In the week since Noor has been disqualified, I’ve been trying to wrap my mind around her experience.
Like Noor, I also grew up in a small town in Ohio. I played on my high school tennis team. I didn’t wear hijab at the time, but I remember asking my coaches if I could get a short sleeved shirt instead of our sleeveless tennis top; they said no, and the conversation was finished. In order to compete, I had to wear a sleeveless top. That was that.
Fast forward to 2019, and 16-year-old Noor has broken the internet because she is competing in a hijab.
Her disqualification has been broadly covered by major outlets like NYT and CNN. Celebrity Olympian Ibtihaj Muhammad wrote, “Sports should be a place where everyone has the right to play," and political frontrunner Elizabeth Warren advocates that “Muslim students should never be denied participation in school activities.”
The world is buzzing, defending a woman’s right to once again...choose.
The concept of a sports hijab is no longer foreign or radical; in fact, I would argue that it is on the verge of becoming mainstream.
What happened to Noor was wrong. It is fully and completely unfair. It is a reason to be upset at the state of the world. It reveals, yet again, that the actions Americans often take towards (or against) its minority groups are not driven by pure ignorance but rather by an active willingness to discriminate.
Noor's disqualification was unwarranted and unjust, but oddly enough, it was a huge win for Muslim women in the conversation against the underlying discrimination in this country.
Her disqualification is forcing America to have a conversation with itself about the complexity of the Muslim identity, and how that Muslim identity can belong anywhere it wants to — even on the field. Especially on the field.
Within a week of Noor speaking out, the same athletic authority that disqualified her has already revoked their previous policy that required her to have a waiver to compete.
Noor’s run — her personal best that wasn’t counted — has ensured that no Muslim woman — that NO WOMAN — will ever be disqualified for religious attire in her district again.
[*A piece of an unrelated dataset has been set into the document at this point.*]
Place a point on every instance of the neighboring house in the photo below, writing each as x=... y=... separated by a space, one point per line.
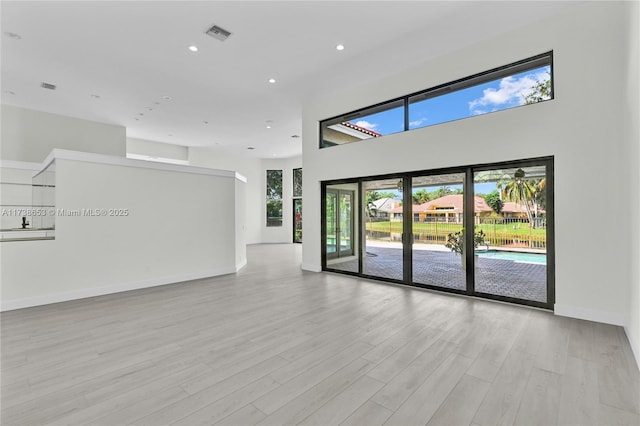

Thank you Noor, for being brave enough to have the conversation I wasn’t brave enough to have at 16. For having the courage to pave the way for the next part of the Muslim narrative in America — the one that includes Muslim women in mainstream athletics far before the Olympics. And thank you Noor, for bringing this country up to speed on the reality of being so free that you can both wear a hijab AND be an outstanding athlete.